端的に言えば遣らずの雨は「ひきとめるように降る雨」という意味ですが、もっと幅広い意味やニュアンスを理解すると、使いこなせるシーンが増えるぞ。
情報誌系のライターを10年経験した柊 雅子を呼んです。一緒に「遣らずの雨」の意味や例文、類語などを見ていきます。
ライター/柊 雅子
静かに降る雨の音を聞きながら、「日本語は美しい」と思う柊 雅子が慣用句「遣らずの雨」について解説する。
「遣らずの雨」の意味は?
「遣らずの雨」には、次のような意味があります。
1.帰ろうとする人をひきとめるかのように降ってくる雨。
出典:デジタル大辞泉(小学館)「遣らずの雨」
「氷雨(ひさめ)」「五月雨(さみだれ)」「山茶花梅雨(さざんかづゆ)」…日本語には雨を表現する言葉がたくさんありますね。
雨に関する言葉が多いということはそれだけ雨の降り方が多様だということ。そして日本人が自然に対して細やかな感覚をもっているということを表していると言えます。どれだけ雨の降り方が多様でも、それに気付かなければこれだけの言葉や表現は生まれないものです。
鳴る神の 少しとよみて さし曇り 雨も降らぬか 君を留めむ
この歌は万葉集に収められている作者未詳の歌。解釈は「雷が少し鳴って曇り、雨でも降らないものか。そうすればあなたを(この場に)ひきとめておくことができるのに」。この歌はまさに「遣らずの雨」を表現したものですね。

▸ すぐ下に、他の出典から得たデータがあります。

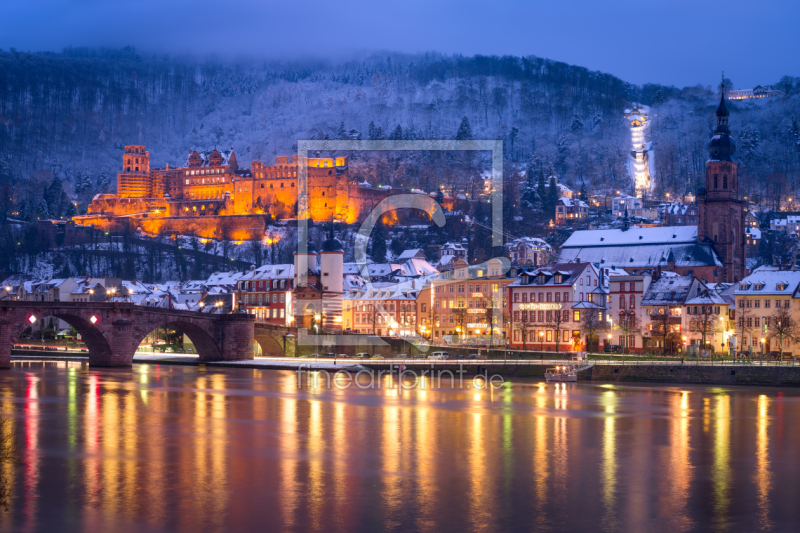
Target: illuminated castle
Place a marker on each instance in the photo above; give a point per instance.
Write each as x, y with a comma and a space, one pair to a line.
209, 195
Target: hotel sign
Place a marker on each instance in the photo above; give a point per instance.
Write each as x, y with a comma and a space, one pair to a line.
549, 307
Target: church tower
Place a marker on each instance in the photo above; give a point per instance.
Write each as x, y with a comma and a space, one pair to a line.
721, 212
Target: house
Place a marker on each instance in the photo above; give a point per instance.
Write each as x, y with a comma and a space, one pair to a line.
529, 251
624, 204
752, 241
676, 214
761, 299
663, 304
547, 305
625, 311
470, 301
570, 211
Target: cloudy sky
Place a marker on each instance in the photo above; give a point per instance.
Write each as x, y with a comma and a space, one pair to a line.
680, 42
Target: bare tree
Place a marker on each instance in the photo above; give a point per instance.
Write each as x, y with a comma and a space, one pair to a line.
706, 322
660, 319
782, 326
555, 321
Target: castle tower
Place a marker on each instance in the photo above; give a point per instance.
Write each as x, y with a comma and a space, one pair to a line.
721, 212
332, 276
134, 180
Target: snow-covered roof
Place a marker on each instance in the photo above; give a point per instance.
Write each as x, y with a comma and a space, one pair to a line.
410, 254
572, 202
570, 273
754, 232
634, 236
668, 290
226, 155
269, 272
769, 282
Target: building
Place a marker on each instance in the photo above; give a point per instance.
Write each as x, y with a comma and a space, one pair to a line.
547, 306
529, 251
318, 289
570, 211
721, 213
760, 91
625, 312
752, 241
762, 298
266, 292
211, 196
639, 164
790, 224
470, 301
638, 249
627, 205
676, 214
707, 321
663, 304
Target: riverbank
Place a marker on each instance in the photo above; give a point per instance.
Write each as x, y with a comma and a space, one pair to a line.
768, 374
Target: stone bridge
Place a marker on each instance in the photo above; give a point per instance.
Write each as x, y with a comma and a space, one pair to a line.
113, 331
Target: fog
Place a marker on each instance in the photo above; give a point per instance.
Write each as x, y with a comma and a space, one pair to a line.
679, 42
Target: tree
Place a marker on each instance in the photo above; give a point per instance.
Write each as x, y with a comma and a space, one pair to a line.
592, 327
744, 323
782, 326
660, 319
705, 321
464, 130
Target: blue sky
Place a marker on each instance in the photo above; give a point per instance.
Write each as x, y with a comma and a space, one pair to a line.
665, 41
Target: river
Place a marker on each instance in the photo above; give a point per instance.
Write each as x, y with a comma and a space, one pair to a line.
187, 448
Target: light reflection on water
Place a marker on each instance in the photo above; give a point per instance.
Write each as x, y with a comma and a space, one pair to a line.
162, 448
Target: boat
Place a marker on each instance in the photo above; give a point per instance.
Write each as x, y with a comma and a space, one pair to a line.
565, 373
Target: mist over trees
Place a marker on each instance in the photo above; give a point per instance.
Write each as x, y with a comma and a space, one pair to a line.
66, 116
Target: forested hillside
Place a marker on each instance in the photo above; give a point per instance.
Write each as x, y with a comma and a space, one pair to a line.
67, 116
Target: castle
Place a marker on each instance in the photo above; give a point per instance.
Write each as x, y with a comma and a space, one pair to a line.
210, 196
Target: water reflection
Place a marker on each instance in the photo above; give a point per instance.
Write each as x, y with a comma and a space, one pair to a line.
185, 449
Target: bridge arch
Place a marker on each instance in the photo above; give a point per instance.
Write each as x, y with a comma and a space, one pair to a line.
99, 349
207, 348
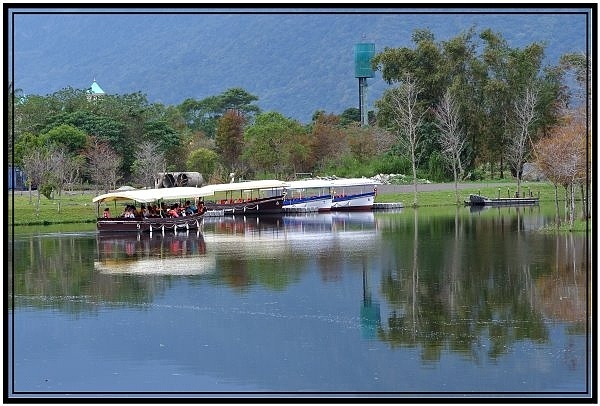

「遣らずの雨」とは「帰ろうとする人をひきとめるかのように降ってくる雨」のこと。「そんな雨が降らないかなぁ。そうすれば『もう少し雨が止むまでここにいらっしゃれば…あなたをひきとめられるのに』という「好きな人と少しでも長く一緒にいたい」という切ない恋心が表現された歌ですね。
「遣らずの雨」の語源は?
次に「遣らずの雨」の語源を確認しておきましょう。
「遣らずの雨」は動詞「遣る」の未然形に否定の助動詞が付いたもの。「遣る」には「行かせる」「出発させる」という意味があります。時代劇等の台詞でよく使われる「〇〇に使いをやったから…」は「〇〇に使いを行かせたから…」という意味です。
その「遣る」の否定形は「行かせない」「出発させない」という意味になりますね。「遣らずの雨」は「行かせない、出発させないように降る雨」。そこから「帰ろうとする人をひきとめるかのように降ってくる雨」という意味になる訳です。
「遣らずの雨」の使い方・例文
「遣らずの雨」の使い方を例文を使って見ていきましょう。この言葉は、たとえば以下のように用いられます。
1.還暦を機に大学時代の仲間が集まった。男性陣も女性陣も孫の話で盛り上がり、皆で「お互い、じぃじ、ばぁばになった」と笑いあった。解散の時刻が近づいた頃に聞こえてきた雨だれの音に、誰かか「遣らずの雨だねぇ」と呟いた。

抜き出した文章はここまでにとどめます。